His dark eyes flared with heat and she felt an answering fire rage through her. It was as potent as the sense of being nothing more to him than prey, but she could not allow herself to look away.

She could not allow him to railroad her into another bargain with the devil made out of desperation and, cruelest of all, that tiny flicker of hope that nothing had ever managed to stamp out—not even his disinterest. She had to be out from under his thumb.

For good.

Prince Leo Di Marco told himself he was coldly, deeply furious. But it was no more than anger, no more than righteous indignation, he assured himself; it went no deeper than that. This woman’s uncanny ability to sneak around his lifelong armor and wound him was a thing of the past. It had to be.

He had spent the whole of his day in meetings on Bay Street, Toronto’s financial center. There was not a banker or businessman there who dared challenge the ancient Di Marco name—much less the near-limitless funds that went with it. Bethany was the only woman who had ever defied him, who had ever hurt him. The only person that he could remember doing so.

Three years on and she was doing it still. He had to fight himself to maintain his controlled exterior. He could feel the anger that only she inspired in him opening up that great, black cavern within him that he had long preferred to ignore. He knew exactly why she had demanded they meet in a public place—as if he was some kind of wild animal. As if he needed to be contained. Handled. He was not certain why this insult, atop all the others, should bite at him so deeply.

It infuriated him that he was not immune to her fresh-faced beauty that had so captivated and deceived him in the first place. She was still far too much of a temptation. Her angelic blue eyes were such an intriguing contrast to her dark-brown curls, all of it tempered with the faintest spray of freckles across her pert nose. He did not allow himself to concentrate on the delicate fullness of her mouth. It did not seem to matter that he knew her appearance of wide-eyed innocence was nothing more than an act.

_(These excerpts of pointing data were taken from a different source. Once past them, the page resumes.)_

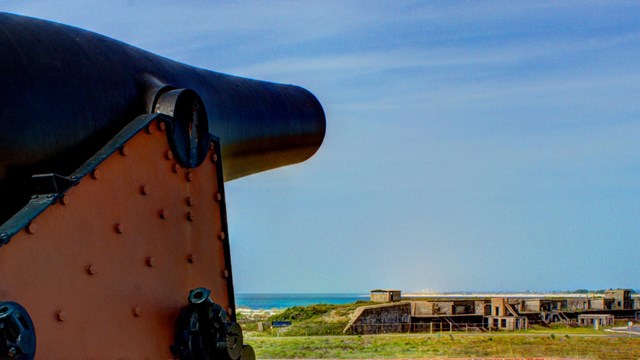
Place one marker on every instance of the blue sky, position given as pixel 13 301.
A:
pixel 470 145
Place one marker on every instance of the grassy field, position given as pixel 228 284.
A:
pixel 581 346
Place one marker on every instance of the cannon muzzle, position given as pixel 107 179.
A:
pixel 66 91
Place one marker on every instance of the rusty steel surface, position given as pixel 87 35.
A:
pixel 104 271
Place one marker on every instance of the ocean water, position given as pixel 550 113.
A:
pixel 283 301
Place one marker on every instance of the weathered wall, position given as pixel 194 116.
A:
pixel 382 319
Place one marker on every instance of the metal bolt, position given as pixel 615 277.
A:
pixel 91 270
pixel 151 261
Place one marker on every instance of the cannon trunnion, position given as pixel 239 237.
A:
pixel 114 241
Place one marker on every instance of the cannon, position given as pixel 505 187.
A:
pixel 114 240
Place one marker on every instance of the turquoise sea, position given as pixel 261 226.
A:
pixel 283 301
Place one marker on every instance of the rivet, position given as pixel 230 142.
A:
pixel 91 270
pixel 151 261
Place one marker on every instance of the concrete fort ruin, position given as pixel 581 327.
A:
pixel 489 312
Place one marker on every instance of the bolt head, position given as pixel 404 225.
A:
pixel 91 269
pixel 151 261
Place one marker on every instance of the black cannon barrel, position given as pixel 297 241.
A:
pixel 65 91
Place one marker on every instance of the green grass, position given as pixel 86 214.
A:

It never seemed to matter.

He wanted his hands on her skin, his mouth on her breast. Those tight, ripe nipples against his tongue. He told himself it was all he wanted, all he chose to allow himself to want.

“Escaped?” he queried, icily. “The last I checked, you were living quite comfortably. In a house I own.”

“Because you demanded it!” she hissed, that fascinating splash of color rising from her graceful neck toward her soft cheeks. He knew other ways to raise that color upon her delicate skin and very nearly smiled, remembering. She darted a glance around at the crowd which surrounded them, as if for strength, then faced him again. “I wanted nothing to do with that house.”

He was a man who commanded empires. He had done so since his father’s death when he was only twenty-eight, maintaining his family’s ancient wealth while expanding it into the new era. How could this one woman continue to defy him? How was it possible? What weakness in him kept him from simply crushing her beneath his foot?

But he already knew the weakness intimately. It had already ruined him. He felt it in the heaviness in his groin, the edgy need that spiraled through him and demanded he get his hands beneath the heavy black suit he knew she was wearing to hide from him. Because she could never deny what she felt when he touched her, that he knew full well. Whatever else she chose to deny, or he preferred to ignore.